Quick Start Guide

The simplest way to quickly try out Alluxio is to install it locally on a single machine. In this quick start guide, we will install Alluxio on your local machine, mount example data, and perform basic tasks with the data in Alluxio. During this guide, you will:

  • Download and configure Alluxio
  • Validating Alluxio environment
  • Start Alluxio locally
  • Perform basic tasks via Alluxio Shell
  • [Bonus] Mount a public Amazon S3 bucket in Alluxio
  • Shutdown Alluxio

[Bonus] If you have an AWS account with an access key id and secret access key, you will be able to perform additional tasks in this guide. Sections of the guide which require your AWS account information will be labeled with [Bonus].

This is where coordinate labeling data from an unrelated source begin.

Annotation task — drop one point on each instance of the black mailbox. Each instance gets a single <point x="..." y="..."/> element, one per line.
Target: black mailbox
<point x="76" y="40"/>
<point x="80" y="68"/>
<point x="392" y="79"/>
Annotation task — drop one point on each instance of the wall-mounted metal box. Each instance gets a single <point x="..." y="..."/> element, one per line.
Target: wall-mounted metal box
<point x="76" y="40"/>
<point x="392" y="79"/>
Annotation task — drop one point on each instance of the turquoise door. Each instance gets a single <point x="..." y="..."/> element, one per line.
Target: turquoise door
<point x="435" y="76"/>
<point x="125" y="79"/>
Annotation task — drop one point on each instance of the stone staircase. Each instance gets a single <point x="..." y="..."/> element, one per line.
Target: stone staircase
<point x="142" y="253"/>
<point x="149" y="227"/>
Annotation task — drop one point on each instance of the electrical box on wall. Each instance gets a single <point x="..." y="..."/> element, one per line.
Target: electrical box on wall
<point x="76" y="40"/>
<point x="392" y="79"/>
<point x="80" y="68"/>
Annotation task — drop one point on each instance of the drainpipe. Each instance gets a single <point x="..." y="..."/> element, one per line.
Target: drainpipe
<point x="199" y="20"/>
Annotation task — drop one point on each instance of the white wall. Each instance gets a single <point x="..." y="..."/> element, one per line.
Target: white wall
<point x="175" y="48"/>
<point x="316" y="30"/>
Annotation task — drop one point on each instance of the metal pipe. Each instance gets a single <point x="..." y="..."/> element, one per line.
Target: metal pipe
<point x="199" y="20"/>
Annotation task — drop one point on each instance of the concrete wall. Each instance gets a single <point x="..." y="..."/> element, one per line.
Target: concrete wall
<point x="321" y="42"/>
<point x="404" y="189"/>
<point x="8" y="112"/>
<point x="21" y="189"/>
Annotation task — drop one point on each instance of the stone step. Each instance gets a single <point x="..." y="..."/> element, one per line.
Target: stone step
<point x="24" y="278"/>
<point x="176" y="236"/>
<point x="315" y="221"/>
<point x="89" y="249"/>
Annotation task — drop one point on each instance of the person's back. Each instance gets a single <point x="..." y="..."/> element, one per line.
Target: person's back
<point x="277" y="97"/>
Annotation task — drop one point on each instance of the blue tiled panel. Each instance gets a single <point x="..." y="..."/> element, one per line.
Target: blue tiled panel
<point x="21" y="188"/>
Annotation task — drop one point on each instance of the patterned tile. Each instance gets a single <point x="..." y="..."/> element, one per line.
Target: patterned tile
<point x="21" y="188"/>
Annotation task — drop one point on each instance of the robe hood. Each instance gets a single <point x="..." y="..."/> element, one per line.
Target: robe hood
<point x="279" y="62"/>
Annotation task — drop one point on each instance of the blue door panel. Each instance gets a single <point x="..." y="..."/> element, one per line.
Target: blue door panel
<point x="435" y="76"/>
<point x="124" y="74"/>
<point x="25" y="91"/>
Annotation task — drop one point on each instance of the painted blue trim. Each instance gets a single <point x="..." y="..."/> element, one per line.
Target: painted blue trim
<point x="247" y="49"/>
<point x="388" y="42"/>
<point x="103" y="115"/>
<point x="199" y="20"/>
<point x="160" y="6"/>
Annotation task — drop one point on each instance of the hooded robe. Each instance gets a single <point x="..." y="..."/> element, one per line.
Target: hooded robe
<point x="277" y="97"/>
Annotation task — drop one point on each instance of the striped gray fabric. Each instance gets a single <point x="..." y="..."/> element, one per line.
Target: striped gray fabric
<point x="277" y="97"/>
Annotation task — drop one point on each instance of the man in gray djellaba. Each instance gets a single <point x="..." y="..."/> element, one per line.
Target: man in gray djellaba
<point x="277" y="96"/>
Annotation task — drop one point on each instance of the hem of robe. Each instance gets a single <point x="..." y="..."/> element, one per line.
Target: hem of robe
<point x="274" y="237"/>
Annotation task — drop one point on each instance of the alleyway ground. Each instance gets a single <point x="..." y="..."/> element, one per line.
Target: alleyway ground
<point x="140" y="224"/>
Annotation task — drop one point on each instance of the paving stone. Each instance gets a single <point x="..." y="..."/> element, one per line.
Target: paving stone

Note This guide is meant for you to quickly start interacting with an Alluxio system. Alluxio performs best in a distributed environment for big data workloads. Both of these qualities are difficult to incorporate in a local environment. If you are interested in running a larger scale example which highlights the performance benefits of Alluxio, try out the instructions in either of these two whitepapers: Accelerating on-demand data analytics with Alluxio, Accelerating data analytics on ceph object storage with Alluxio.

Prerequisites

For the following quick start guide, you will need:

Setup SSH (Mac OS X)

If you are using Mac OS X, you may have to enable the ability to ssh into localhost. To enable remote login, Open System Preferences, then open Sharing. Make sure Remote Login is enabled.

Downloading Alluxio

First, download the Alluxio release. You can download the latest 1.6.0 release pre-built for various versions of Hadoop from the Alluxio download page.

Next, you can unpack the download with the following commands. Your filename may be different depending on which pre-built binaries you have downloaded.

$ tar -xzf alluxio-1.6.0-bin.tar.gz
$ cd alluxio-1.6.0

This will create a directory alluxio-1.6.0 with all of the Alluxio source files and Java binaries.

Configuring Alluxio

Before we start Alluxio, we have to configure it. We will be using most of the default settings.

In the ${ALLUXIO_HOME}/conf directory, create the conf/alluxio-site.properties configuration file from the template.

$ cp conf/alluxio-site.properties.template conf/alluxio-site.properties

Update alluxio.master.hostname in conf/alluxio-site.properties to the hostname of the machine you plan to run Alluxio Master on.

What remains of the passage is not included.